Date: 2007-06-18, 9:38AM PDT





Illegals' low expectations for the rule of law is turning Southern California into Mexico.



SEE: http://www.laweekly.com/general/features/the-town-the-law-forgot/15731/?page=2



EXERPT:



"A rough-and-tumble world of small-city politics has come to define the drug- and gang-infested cities clustered around the 710 freeway: Bell Gardens, Cudahy, Huntington Park, Lynwood, Maywood and South Gate, among others.



In recent decades, the demographic shift from white working class to Mexicans and Central Americans resulted in immigrants and their sons and daughters gaining political power. Now, most elected officials reflect the majority Latino population. But high unemployment, illegal immigration and a maze of freeways, truck stops and industrial areas — just a half-day’s drive from Mexico — have contributed to the busy drug-trafficking zones, blight and violence.



Residents, many of them illegal or too young to vote, have it rough. After complaining to authorities or taking too much notice of suspicious activity on their block, some low-income residents have been repaid with retaliation or violent threats. In Cudahy, one persistent complainer got a door-knock from the police — a public no-no that alerts drug dealers to the complainer’s identity and can result in that person’s property being vandalized.
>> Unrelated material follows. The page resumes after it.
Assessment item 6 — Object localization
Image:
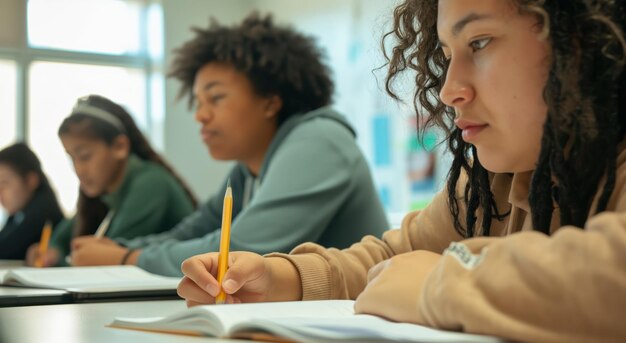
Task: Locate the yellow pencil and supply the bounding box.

“It gets a lot worse than that,” says a local cop, acknowledging that criminal threats are so common that police are hard-pressed to investigate them.



In contrast to the vulnerability of the average Cudahy resident, business owners who operate questionable businesses get velvet-glove treatment from politicians that would be considered scandalous in the city of Los Angeles. In Cudahy, the Potrero Club is one of several magnets for crime and is frequented by gangsters, but it is nevertheless embraced by Cudahy authorities. A notorious nightspot that parents warn their children to stay away from, the Potrero Club has a long record of being the scene of thefts, assaults and drug activity.



Officials in Cudahy openly promote this crime magnet, however, holding fund-raisers for the Cudahy Youth Foundation there and even using it as an annual gathering spot for a children’s Christmas pageant. Cudahy has sunk so low that each year at Christmastime, Perez and the city council parade around town on the back of a tow truck and toss candy to the children, with the procession ending in a toy giveaway at the Potrero Club, whose owners in the past have displayed photos not of Hollywood movie stars but of famous Mexican drug traffickers.



Crime statistics for the Potrero Club show 700 calls for police assistance there since September 2003, in response to reports of shootings, assaults, stabbings, beatings by security guards, drug use — even rape.



City leaders don’t find it strange that a dangerous nightclub passes for a civic pillar in Cudahy. Cars disappear from the Potrero at an alarming rate, according to police reports obtained by the Weekly. When asked about Cudahy’s use of the Potrero for official events, Perez says, 'It’s not my favorite place, but we’ll continue to use it.'"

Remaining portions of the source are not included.